In this work, we independently carried out a series of in vitro studies to further address the role of IL-11 in osteoclastogenesis. First we determined that the conditioned media of MDA-MB-231, a breast cancer cell line expressing IL-11
[13, 20], gave rise to a population of cells which can form osteoclasts in response to RANKL and M-CSF treatment (Figure
1), indicating that IL-11 may play an important role in osteoclastogenesis by regulating the development and/or survival of osteoclast progenitor cells. Because the MDA-MB-231 also secrete other factors that play a role in osteoclastogenesis it was necessary to look specifically at IL-11 function. Importantly, the ability of the breast cancer conditioned media to generate a population of osteoclast progenitor cells was significantly inhibited by a neutralizing anti-IL-11 antibody (Figure
3). These findings suggest that tumor-derived IL-11 may increase the extent of osteoclastogenesis by promoting the development of a population of osteoclast progenitor cells. To verify the specificity of IL-11, we found that culturing of murine bone marrow cells with IL-11 for 6 days is able to give rise to a pool of osteoclast progenitor cells (Figure
We then investigated other ways that IL-11 may play a role in osteoclastogenesis. We found that IL-11 does not exert any effect on osteoclast survival (Figure
4). We then examined if IL-11 is able to promote osteoclast formation in the absence of RANKL and our data demonstrate that IL-11 cannot induce osteoclastogenesis in tissue culture dishes or on bone slices in the absence of RANKL (Figure
5). We and others have demonstrated that while IL-1 and TNF-α cannot promote osteoclastogenesis in the absence of RANKL, they can do so with suboptimal levels of RANKL or from RANKL-pretreated BMMs
[21–26]. As such, we then investigated whether IL-11 can act in a similar manner. Our data show that IL-11 is not able to promote osteoclastogenesis in the presence of suboptimal levels of RANKL (Figure
6) or from RANKL-pretreated BMMs (Figure
Based on these new findings and those reported previously
[16, 34, 36, 37], we propose that IL-11-expressing breast cancer cells cause increased osteoclast formation and bone resorption by two distinct mechanisms: a) the tumor cells produce IL-11 which in turn stimulate the production of RANKL by stromal cells/osteoblasts in the bone microenvironment, and b) tumor cell-derived IL-11 also augments the pool of osteoclast progenitor cells to increase the extent of osteoclastogenesis. Therefore, our work has led to a better understanding of the action of IL-11 in breast cancer-induced osteolysis. However, the precise mechanism by which IL-11 promotes the development of a population of osteoclast progenitor cells remains unclear. While it is possible that IL-11 does so by stimulating the differentiation, proliferation and/or survival of osteoclast progenitor cells, this cytokine may exert the impact on osteoclast progenitor cell population indirectly through other cell types in the bone marrow. Further studies are needed to elucidate how exactly IL-11 promote the development of a pool of osteoclast progenitor cells.
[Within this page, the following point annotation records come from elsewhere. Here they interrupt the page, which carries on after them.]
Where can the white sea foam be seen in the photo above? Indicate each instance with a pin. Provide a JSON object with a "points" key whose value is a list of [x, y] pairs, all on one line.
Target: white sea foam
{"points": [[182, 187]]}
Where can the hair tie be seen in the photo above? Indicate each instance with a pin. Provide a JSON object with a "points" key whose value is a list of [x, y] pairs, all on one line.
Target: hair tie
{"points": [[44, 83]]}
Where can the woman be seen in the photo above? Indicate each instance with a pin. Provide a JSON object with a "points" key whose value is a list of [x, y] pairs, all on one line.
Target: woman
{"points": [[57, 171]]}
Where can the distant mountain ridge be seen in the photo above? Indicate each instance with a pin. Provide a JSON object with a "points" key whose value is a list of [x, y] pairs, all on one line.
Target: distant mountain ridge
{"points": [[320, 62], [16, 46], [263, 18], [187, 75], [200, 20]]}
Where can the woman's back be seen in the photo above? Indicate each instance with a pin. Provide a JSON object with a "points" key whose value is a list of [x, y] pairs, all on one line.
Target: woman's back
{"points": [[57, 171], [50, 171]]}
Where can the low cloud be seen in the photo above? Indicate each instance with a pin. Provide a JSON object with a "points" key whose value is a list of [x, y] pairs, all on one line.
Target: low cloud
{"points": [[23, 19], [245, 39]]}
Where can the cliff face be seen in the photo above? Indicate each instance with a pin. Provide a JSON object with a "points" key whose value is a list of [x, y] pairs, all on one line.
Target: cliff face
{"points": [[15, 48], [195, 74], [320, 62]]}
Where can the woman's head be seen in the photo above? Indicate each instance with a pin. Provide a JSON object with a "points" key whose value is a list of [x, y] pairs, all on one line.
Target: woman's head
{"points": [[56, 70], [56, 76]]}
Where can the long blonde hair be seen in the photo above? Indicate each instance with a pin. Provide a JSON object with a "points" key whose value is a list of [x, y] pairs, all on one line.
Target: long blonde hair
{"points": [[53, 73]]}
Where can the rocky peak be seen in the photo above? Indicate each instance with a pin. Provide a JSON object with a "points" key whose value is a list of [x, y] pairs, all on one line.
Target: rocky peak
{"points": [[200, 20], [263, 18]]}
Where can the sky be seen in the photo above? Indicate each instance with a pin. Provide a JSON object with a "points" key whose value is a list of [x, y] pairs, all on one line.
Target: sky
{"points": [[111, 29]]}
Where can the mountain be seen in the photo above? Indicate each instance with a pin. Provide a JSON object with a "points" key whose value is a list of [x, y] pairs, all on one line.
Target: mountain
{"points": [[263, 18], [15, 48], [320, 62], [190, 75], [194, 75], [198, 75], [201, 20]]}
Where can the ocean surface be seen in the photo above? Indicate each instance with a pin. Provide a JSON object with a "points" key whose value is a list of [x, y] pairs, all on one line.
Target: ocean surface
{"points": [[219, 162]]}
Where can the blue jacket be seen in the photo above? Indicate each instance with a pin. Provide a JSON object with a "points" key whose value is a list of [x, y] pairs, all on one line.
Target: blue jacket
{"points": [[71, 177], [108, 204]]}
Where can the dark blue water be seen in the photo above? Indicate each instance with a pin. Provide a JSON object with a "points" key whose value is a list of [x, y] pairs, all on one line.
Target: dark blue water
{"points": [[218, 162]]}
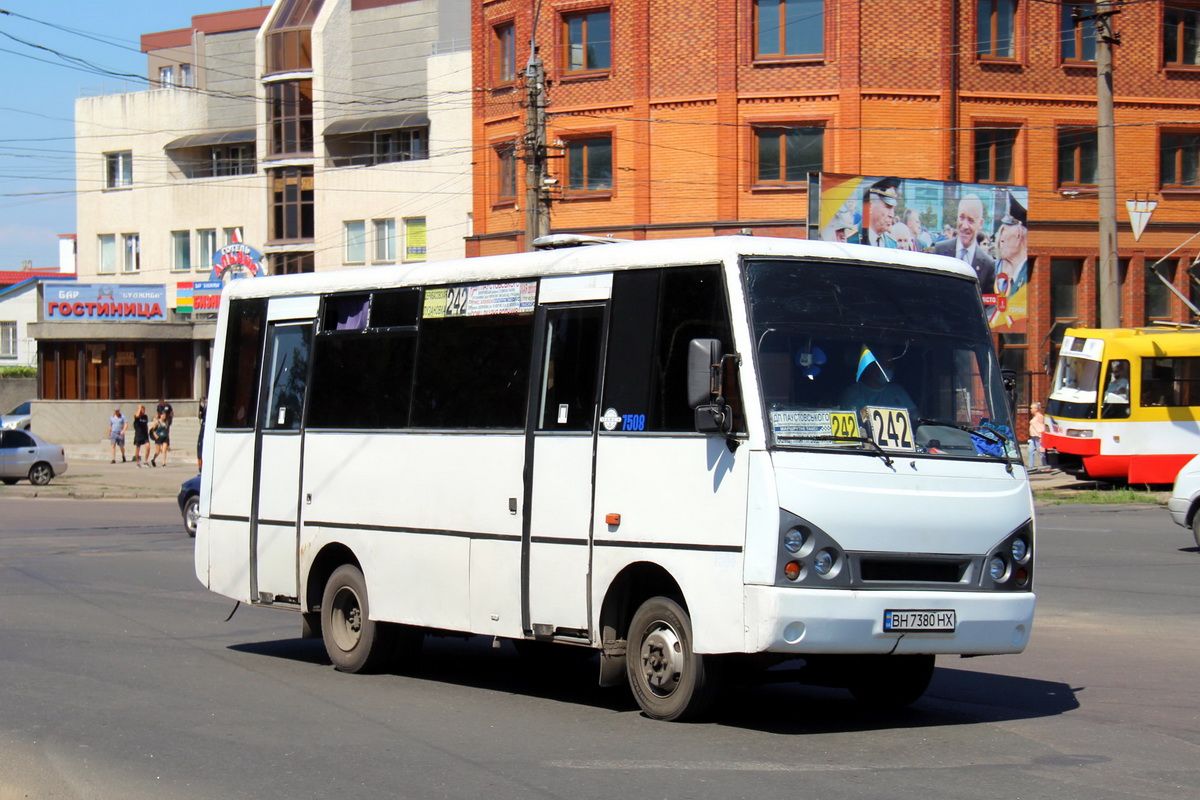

Moreover, our new data may help guide the development of better therapeutic regimens for preventing and treating breast cancer-induced osteolysis. Particularly, denosumab, a humanized anti-RANKL developed by Amgen Inc, has been approved by the FDA to treat breast cancer-mediated osteolysis. For IL-11 positive tumors, denosumab may be effective only in blocking the RANKL-dependent action of IL-11. In contrast, it is likely that an efficient inhibition of IL-11 can block the IL-11-mediated increase of the pool of osteoclast progenitor cells as well as the RANKL-dependent pathway, thus having the potential to give rise to better efficacy. Future animal model studies need to be undertaken to address the therapeutic potential of targeting IL-11.